We are announcing a new open source project OpenMetadata to achieve the goals of reimagined metadata. The project defines specifications to standardize the metadata with a schema-first approach. We have built a centralized metadata store that integrates with popular systems and services in the data stack to collect, store, and index the metadata with clean APIs for creating, modifying, and serving metadata. Finally, an intuitive web UI for discovery and user collaboration around data.

We welcome users who are in the process of writing their own in-house metadata system to participate in shaping this project.
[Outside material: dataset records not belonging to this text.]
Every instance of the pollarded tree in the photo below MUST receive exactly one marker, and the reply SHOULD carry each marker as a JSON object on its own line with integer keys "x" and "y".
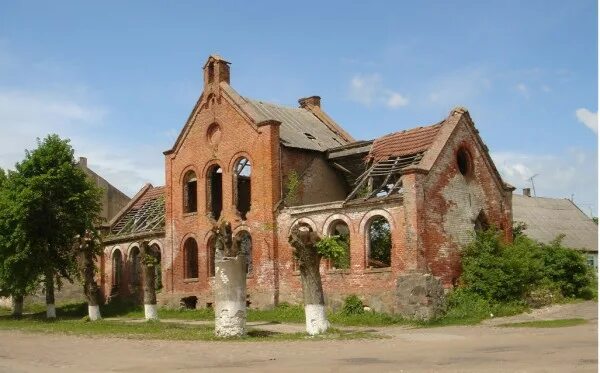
{"x": 18, "y": 274}
{"x": 89, "y": 249}
{"x": 54, "y": 204}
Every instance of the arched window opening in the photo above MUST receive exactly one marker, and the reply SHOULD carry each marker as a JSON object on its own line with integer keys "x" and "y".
{"x": 211, "y": 247}
{"x": 190, "y": 249}
{"x": 340, "y": 230}
{"x": 241, "y": 182}
{"x": 481, "y": 223}
{"x": 155, "y": 251}
{"x": 243, "y": 240}
{"x": 190, "y": 192}
{"x": 215, "y": 191}
{"x": 380, "y": 243}
{"x": 463, "y": 160}
{"x": 117, "y": 269}
{"x": 135, "y": 266}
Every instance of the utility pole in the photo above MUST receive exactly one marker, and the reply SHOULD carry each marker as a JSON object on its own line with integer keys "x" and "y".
{"x": 532, "y": 184}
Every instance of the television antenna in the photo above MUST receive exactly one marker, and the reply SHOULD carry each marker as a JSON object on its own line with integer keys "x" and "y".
{"x": 532, "y": 183}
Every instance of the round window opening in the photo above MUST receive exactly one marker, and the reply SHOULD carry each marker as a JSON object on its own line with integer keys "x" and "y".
{"x": 214, "y": 134}
{"x": 463, "y": 159}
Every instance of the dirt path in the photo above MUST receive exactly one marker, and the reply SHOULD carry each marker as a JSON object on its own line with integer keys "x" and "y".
{"x": 449, "y": 349}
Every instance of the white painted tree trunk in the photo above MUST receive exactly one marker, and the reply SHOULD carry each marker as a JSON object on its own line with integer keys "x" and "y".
{"x": 230, "y": 296}
{"x": 316, "y": 319}
{"x": 17, "y": 306}
{"x": 94, "y": 313}
{"x": 151, "y": 311}
{"x": 50, "y": 311}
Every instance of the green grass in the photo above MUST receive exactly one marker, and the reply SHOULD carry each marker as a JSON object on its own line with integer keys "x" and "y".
{"x": 546, "y": 323}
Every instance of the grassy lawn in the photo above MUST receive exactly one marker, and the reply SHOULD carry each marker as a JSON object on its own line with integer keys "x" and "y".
{"x": 71, "y": 323}
{"x": 545, "y": 323}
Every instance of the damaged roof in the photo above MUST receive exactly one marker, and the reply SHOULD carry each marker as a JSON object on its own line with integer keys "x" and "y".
{"x": 144, "y": 214}
{"x": 299, "y": 127}
{"x": 546, "y": 218}
{"x": 403, "y": 143}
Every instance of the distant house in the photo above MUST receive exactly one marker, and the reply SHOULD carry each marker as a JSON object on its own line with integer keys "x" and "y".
{"x": 113, "y": 200}
{"x": 546, "y": 218}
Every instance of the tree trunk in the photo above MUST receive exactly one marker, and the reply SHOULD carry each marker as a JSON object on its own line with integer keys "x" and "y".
{"x": 312, "y": 287}
{"x": 230, "y": 284}
{"x": 50, "y": 307}
{"x": 230, "y": 296}
{"x": 149, "y": 261}
{"x": 17, "y": 305}
{"x": 90, "y": 287}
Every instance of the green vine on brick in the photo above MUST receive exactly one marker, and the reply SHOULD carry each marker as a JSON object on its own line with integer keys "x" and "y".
{"x": 292, "y": 188}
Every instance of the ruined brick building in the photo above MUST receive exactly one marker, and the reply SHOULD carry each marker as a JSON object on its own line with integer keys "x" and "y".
{"x": 403, "y": 204}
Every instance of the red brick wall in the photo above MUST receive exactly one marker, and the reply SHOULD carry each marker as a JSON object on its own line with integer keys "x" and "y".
{"x": 239, "y": 137}
{"x": 452, "y": 202}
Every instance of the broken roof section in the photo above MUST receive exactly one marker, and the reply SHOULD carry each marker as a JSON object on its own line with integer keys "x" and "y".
{"x": 300, "y": 128}
{"x": 144, "y": 215}
{"x": 546, "y": 218}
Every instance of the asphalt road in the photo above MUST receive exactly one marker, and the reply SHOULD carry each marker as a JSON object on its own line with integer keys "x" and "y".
{"x": 484, "y": 348}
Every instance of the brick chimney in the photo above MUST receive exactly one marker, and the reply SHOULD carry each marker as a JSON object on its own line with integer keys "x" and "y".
{"x": 310, "y": 101}
{"x": 216, "y": 70}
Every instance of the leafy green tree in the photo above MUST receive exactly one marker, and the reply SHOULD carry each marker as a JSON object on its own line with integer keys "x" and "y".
{"x": 50, "y": 204}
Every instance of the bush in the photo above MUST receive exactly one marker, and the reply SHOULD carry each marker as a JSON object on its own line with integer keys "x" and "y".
{"x": 353, "y": 305}
{"x": 499, "y": 272}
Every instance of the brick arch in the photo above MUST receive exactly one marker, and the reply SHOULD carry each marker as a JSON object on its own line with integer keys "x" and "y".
{"x": 332, "y": 218}
{"x": 307, "y": 221}
{"x": 130, "y": 247}
{"x": 371, "y": 214}
{"x": 234, "y": 159}
{"x": 186, "y": 169}
{"x": 112, "y": 251}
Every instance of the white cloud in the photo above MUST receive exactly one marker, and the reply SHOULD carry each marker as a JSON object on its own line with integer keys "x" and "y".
{"x": 369, "y": 90}
{"x": 574, "y": 172}
{"x": 396, "y": 100}
{"x": 459, "y": 88}
{"x": 27, "y": 115}
{"x": 522, "y": 89}
{"x": 588, "y": 118}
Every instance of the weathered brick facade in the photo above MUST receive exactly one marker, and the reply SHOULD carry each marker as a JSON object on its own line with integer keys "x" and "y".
{"x": 304, "y": 169}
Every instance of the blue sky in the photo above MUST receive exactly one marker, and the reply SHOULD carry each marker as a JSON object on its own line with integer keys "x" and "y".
{"x": 120, "y": 78}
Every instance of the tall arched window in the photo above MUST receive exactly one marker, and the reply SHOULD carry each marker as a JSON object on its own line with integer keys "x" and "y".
{"x": 135, "y": 266}
{"x": 155, "y": 250}
{"x": 211, "y": 247}
{"x": 244, "y": 242}
{"x": 117, "y": 269}
{"x": 190, "y": 250}
{"x": 380, "y": 243}
{"x": 214, "y": 188}
{"x": 190, "y": 192}
{"x": 340, "y": 229}
{"x": 241, "y": 184}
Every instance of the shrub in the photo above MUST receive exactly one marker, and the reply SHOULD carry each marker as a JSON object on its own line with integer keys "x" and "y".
{"x": 353, "y": 305}
{"x": 500, "y": 272}
{"x": 567, "y": 269}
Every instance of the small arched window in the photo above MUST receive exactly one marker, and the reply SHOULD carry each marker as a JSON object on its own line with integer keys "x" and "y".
{"x": 190, "y": 192}
{"x": 190, "y": 253}
{"x": 241, "y": 183}
{"x": 340, "y": 229}
{"x": 117, "y": 268}
{"x": 214, "y": 190}
{"x": 464, "y": 162}
{"x": 211, "y": 248}
{"x": 244, "y": 242}
{"x": 380, "y": 243}
{"x": 155, "y": 251}
{"x": 135, "y": 267}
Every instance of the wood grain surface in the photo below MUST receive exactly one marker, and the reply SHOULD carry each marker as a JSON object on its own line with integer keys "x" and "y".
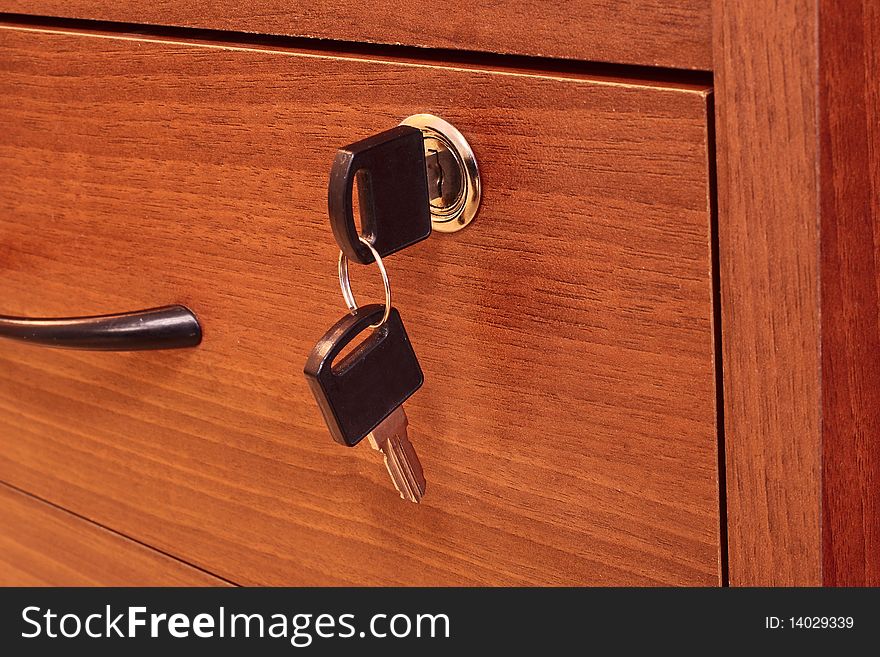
{"x": 42, "y": 545}
{"x": 647, "y": 32}
{"x": 849, "y": 123}
{"x": 567, "y": 424}
{"x": 768, "y": 240}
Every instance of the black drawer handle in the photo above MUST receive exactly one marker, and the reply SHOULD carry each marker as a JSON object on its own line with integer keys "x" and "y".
{"x": 168, "y": 327}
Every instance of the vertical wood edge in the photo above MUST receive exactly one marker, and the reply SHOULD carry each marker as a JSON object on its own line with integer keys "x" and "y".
{"x": 849, "y": 122}
{"x": 765, "y": 85}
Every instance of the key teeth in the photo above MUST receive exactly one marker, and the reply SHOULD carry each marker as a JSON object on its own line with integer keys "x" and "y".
{"x": 400, "y": 457}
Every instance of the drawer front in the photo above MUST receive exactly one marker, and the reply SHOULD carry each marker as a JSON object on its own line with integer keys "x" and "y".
{"x": 41, "y": 545}
{"x": 647, "y": 32}
{"x": 567, "y": 422}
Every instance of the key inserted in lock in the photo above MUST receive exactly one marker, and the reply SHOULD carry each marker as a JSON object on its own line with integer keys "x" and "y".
{"x": 453, "y": 177}
{"x": 419, "y": 176}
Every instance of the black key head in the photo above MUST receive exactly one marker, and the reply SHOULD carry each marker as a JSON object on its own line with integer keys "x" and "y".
{"x": 358, "y": 393}
{"x": 393, "y": 193}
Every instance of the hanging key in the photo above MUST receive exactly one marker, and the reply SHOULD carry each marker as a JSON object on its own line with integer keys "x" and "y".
{"x": 362, "y": 394}
{"x": 393, "y": 201}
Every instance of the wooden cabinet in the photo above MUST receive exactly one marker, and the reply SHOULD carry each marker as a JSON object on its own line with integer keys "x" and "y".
{"x": 621, "y": 353}
{"x": 566, "y": 336}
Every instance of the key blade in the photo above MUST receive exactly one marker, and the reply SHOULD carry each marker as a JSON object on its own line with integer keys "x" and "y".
{"x": 401, "y": 460}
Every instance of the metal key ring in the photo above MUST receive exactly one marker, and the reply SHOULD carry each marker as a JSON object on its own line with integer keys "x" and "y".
{"x": 345, "y": 283}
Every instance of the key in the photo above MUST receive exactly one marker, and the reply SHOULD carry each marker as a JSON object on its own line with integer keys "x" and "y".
{"x": 362, "y": 395}
{"x": 391, "y": 438}
{"x": 394, "y": 207}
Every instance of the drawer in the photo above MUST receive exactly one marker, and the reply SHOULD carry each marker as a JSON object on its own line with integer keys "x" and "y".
{"x": 567, "y": 424}
{"x": 41, "y": 545}
{"x": 646, "y": 32}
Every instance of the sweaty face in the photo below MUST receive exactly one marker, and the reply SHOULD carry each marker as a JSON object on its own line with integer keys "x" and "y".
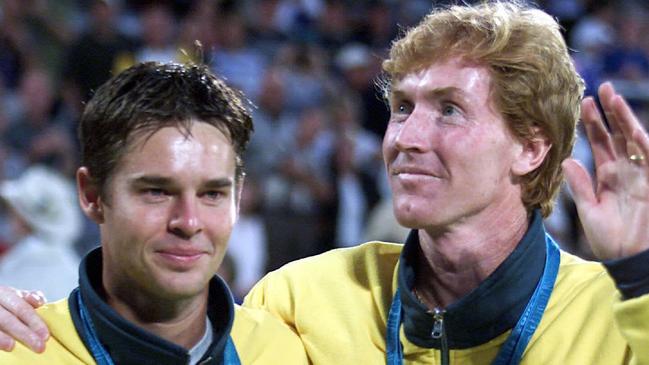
{"x": 171, "y": 210}
{"x": 447, "y": 150}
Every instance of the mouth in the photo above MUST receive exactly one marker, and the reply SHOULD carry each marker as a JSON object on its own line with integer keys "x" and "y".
{"x": 181, "y": 257}
{"x": 414, "y": 172}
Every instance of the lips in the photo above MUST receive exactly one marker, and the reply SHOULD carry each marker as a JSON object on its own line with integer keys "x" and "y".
{"x": 412, "y": 170}
{"x": 180, "y": 256}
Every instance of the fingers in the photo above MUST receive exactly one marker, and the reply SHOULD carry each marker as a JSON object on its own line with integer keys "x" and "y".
{"x": 622, "y": 120}
{"x": 6, "y": 343}
{"x": 642, "y": 143}
{"x": 600, "y": 140}
{"x": 19, "y": 320}
{"x": 580, "y": 184}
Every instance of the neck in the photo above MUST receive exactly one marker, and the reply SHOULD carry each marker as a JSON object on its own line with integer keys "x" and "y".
{"x": 455, "y": 260}
{"x": 181, "y": 322}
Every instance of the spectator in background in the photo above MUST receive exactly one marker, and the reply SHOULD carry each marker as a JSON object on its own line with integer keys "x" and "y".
{"x": 102, "y": 50}
{"x": 357, "y": 168}
{"x": 359, "y": 69}
{"x": 304, "y": 73}
{"x": 627, "y": 59}
{"x": 45, "y": 220}
{"x": 248, "y": 247}
{"x": 273, "y": 121}
{"x": 41, "y": 132}
{"x": 158, "y": 34}
{"x": 240, "y": 64}
{"x": 299, "y": 194}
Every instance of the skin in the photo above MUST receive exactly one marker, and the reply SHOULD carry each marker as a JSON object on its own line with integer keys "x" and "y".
{"x": 453, "y": 168}
{"x": 617, "y": 196}
{"x": 164, "y": 224}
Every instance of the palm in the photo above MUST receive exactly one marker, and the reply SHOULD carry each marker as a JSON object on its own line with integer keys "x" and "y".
{"x": 615, "y": 210}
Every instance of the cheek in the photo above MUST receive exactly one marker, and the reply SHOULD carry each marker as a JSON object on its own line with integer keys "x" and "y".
{"x": 388, "y": 146}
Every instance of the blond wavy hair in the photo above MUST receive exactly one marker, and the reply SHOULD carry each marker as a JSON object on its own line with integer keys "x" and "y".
{"x": 535, "y": 86}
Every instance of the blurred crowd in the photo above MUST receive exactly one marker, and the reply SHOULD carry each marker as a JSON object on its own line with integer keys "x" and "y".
{"x": 315, "y": 177}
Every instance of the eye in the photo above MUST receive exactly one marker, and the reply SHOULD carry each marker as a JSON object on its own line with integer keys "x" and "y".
{"x": 153, "y": 195}
{"x": 213, "y": 195}
{"x": 154, "y": 192}
{"x": 449, "y": 110}
{"x": 403, "y": 108}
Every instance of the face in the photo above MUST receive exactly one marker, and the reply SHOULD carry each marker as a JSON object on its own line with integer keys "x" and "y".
{"x": 447, "y": 150}
{"x": 172, "y": 204}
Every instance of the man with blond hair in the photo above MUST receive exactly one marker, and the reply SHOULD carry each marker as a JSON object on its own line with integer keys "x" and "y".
{"x": 484, "y": 102}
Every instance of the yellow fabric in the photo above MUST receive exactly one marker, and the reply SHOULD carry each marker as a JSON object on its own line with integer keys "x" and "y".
{"x": 258, "y": 337}
{"x": 338, "y": 303}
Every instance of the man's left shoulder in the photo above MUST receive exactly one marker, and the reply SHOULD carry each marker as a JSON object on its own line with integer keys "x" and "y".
{"x": 577, "y": 275}
{"x": 261, "y": 338}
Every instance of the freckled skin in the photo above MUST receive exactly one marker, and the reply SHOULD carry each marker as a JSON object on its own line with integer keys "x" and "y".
{"x": 448, "y": 151}
{"x": 146, "y": 225}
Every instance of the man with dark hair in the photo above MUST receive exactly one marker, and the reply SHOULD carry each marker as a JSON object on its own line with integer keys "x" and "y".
{"x": 161, "y": 174}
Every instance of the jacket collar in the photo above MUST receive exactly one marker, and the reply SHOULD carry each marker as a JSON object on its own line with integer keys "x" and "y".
{"x": 490, "y": 309}
{"x": 130, "y": 344}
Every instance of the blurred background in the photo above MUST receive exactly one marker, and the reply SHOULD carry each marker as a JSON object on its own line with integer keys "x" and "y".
{"x": 315, "y": 176}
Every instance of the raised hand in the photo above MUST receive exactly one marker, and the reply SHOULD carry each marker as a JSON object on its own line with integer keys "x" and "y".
{"x": 19, "y": 321}
{"x": 614, "y": 209}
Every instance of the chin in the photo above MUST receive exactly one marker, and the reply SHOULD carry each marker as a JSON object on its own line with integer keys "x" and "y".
{"x": 183, "y": 286}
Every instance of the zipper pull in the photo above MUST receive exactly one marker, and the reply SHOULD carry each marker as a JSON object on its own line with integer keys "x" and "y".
{"x": 438, "y": 326}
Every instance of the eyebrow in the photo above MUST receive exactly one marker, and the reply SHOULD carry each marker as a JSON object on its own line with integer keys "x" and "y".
{"x": 156, "y": 180}
{"x": 450, "y": 90}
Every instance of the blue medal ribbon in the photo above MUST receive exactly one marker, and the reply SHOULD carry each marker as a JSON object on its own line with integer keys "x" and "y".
{"x": 102, "y": 357}
{"x": 512, "y": 350}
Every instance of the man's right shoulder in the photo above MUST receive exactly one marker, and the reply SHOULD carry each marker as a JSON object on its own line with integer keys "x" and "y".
{"x": 364, "y": 259}
{"x": 64, "y": 345}
{"x": 344, "y": 272}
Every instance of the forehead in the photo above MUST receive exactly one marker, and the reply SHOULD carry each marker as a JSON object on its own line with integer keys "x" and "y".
{"x": 202, "y": 153}
{"x": 455, "y": 75}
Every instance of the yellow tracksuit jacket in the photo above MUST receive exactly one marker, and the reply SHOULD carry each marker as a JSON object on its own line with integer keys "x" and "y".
{"x": 258, "y": 337}
{"x": 338, "y": 303}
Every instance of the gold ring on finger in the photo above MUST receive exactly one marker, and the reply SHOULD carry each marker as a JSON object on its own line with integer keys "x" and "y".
{"x": 637, "y": 158}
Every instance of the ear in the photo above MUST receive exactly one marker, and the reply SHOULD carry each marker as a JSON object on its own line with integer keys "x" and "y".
{"x": 532, "y": 154}
{"x": 89, "y": 197}
{"x": 237, "y": 197}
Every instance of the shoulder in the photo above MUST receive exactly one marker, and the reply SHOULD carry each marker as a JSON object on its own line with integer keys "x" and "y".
{"x": 371, "y": 256}
{"x": 280, "y": 344}
{"x": 584, "y": 284}
{"x": 575, "y": 271}
{"x": 64, "y": 345}
{"x": 342, "y": 276}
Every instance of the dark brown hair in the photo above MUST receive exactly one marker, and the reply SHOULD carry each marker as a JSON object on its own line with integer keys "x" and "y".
{"x": 150, "y": 96}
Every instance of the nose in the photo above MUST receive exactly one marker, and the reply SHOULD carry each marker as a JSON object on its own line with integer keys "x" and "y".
{"x": 185, "y": 219}
{"x": 413, "y": 134}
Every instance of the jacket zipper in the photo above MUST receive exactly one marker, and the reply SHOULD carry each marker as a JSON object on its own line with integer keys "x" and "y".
{"x": 439, "y": 333}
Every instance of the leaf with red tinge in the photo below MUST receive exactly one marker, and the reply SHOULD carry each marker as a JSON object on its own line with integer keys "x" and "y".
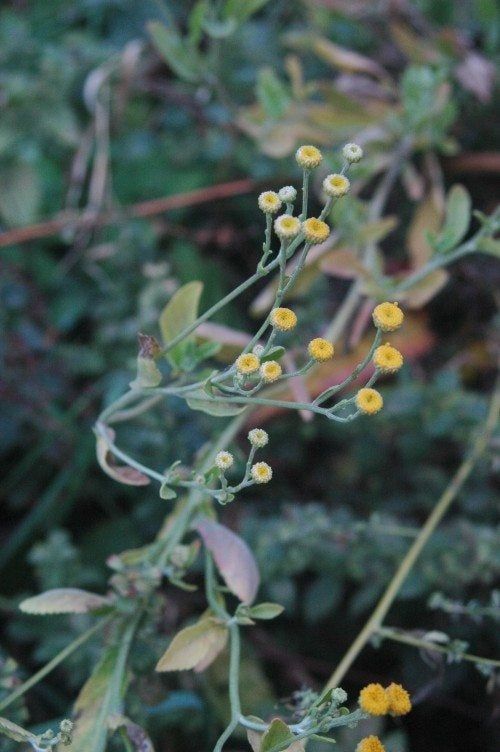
{"x": 63, "y": 601}
{"x": 121, "y": 473}
{"x": 233, "y": 558}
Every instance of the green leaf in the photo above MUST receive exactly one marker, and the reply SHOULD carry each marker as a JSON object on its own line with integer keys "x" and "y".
{"x": 457, "y": 220}
{"x": 180, "y": 312}
{"x": 198, "y": 401}
{"x": 64, "y": 601}
{"x": 182, "y": 58}
{"x": 272, "y": 94}
{"x": 266, "y": 611}
{"x": 194, "y": 647}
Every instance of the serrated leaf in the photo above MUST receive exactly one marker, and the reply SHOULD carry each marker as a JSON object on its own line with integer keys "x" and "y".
{"x": 121, "y": 473}
{"x": 193, "y": 646}
{"x": 64, "y": 601}
{"x": 233, "y": 558}
{"x": 198, "y": 401}
{"x": 181, "y": 311}
{"x": 182, "y": 58}
{"x": 266, "y": 611}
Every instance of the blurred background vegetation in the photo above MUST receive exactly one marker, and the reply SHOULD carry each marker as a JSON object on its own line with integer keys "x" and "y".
{"x": 107, "y": 104}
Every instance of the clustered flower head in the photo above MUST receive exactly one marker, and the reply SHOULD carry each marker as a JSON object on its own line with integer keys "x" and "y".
{"x": 387, "y": 358}
{"x": 376, "y": 700}
{"x": 261, "y": 472}
{"x": 224, "y": 460}
{"x": 269, "y": 202}
{"x": 336, "y": 185}
{"x": 352, "y": 153}
{"x": 270, "y": 371}
{"x": 258, "y": 437}
{"x": 283, "y": 319}
{"x": 247, "y": 363}
{"x": 369, "y": 401}
{"x": 320, "y": 349}
{"x": 287, "y": 227}
{"x": 315, "y": 230}
{"x": 388, "y": 317}
{"x": 308, "y": 157}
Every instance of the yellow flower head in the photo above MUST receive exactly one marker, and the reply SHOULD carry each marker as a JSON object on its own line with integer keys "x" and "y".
{"x": 387, "y": 359}
{"x": 388, "y": 316}
{"x": 336, "y": 185}
{"x": 308, "y": 157}
{"x": 287, "y": 227}
{"x": 399, "y": 699}
{"x": 370, "y": 744}
{"x": 373, "y": 699}
{"x": 352, "y": 153}
{"x": 258, "y": 437}
{"x": 270, "y": 371}
{"x": 283, "y": 319}
{"x": 261, "y": 472}
{"x": 369, "y": 401}
{"x": 247, "y": 363}
{"x": 320, "y": 349}
{"x": 269, "y": 202}
{"x": 224, "y": 460}
{"x": 315, "y": 231}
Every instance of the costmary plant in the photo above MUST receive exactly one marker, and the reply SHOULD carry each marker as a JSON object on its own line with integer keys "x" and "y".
{"x": 231, "y": 577}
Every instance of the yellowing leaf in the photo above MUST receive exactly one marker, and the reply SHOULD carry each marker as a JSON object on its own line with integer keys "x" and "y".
{"x": 179, "y": 313}
{"x": 63, "y": 601}
{"x": 193, "y": 646}
{"x": 233, "y": 558}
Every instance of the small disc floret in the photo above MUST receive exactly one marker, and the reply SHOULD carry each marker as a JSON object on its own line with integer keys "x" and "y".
{"x": 261, "y": 472}
{"x": 373, "y": 699}
{"x": 315, "y": 230}
{"x": 224, "y": 460}
{"x": 308, "y": 157}
{"x": 370, "y": 744}
{"x": 369, "y": 401}
{"x": 258, "y": 438}
{"x": 388, "y": 317}
{"x": 270, "y": 371}
{"x": 247, "y": 363}
{"x": 269, "y": 202}
{"x": 399, "y": 699}
{"x": 320, "y": 349}
{"x": 283, "y": 319}
{"x": 387, "y": 359}
{"x": 352, "y": 153}
{"x": 336, "y": 185}
{"x": 287, "y": 227}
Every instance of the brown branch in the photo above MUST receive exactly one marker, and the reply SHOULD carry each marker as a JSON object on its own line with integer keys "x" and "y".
{"x": 74, "y": 220}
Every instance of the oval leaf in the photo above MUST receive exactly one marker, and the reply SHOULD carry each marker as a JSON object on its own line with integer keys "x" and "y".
{"x": 233, "y": 558}
{"x": 64, "y": 601}
{"x": 193, "y": 646}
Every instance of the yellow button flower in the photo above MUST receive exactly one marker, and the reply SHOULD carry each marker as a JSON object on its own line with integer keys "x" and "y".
{"x": 247, "y": 363}
{"x": 283, "y": 319}
{"x": 270, "y": 371}
{"x": 388, "y": 317}
{"x": 269, "y": 202}
{"x": 320, "y": 349}
{"x": 308, "y": 157}
{"x": 369, "y": 401}
{"x": 370, "y": 744}
{"x": 261, "y": 472}
{"x": 315, "y": 230}
{"x": 373, "y": 699}
{"x": 287, "y": 227}
{"x": 399, "y": 699}
{"x": 387, "y": 358}
{"x": 336, "y": 185}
We also welcome communities building systems/tools in the data ecosystem to integrate their systems with OpenMetadata. We aim to take the data experience and usability powered by metadata beyond data catalogs. UX designers who want to create an impact in the OSS data world are welcome to join us in this effort.

Here are some links to get started:

  1. GitHub project repository
  2. Project overview with OpenMetadata Schemas and APIs
  3. Installation guide
  4. Developer guide
  5. OpenMetadata sandbox to take the system for a spin
  6. Community page

A strong foundation for metadata has been built and we are just getting started. We already have an exciting roadmap of additional integrations, new features for user collaboration, and transforming tools in the data ecosystem to leverage the metadata graph based on feedback from data experts and organizations. We look forward to expanding the community and together to advance the project, Open Standard for metadata to meet the demands of the evolving data landscape. The movement of building an enduring data quality is happening now and it’s an opportunity to shape the metadata charge.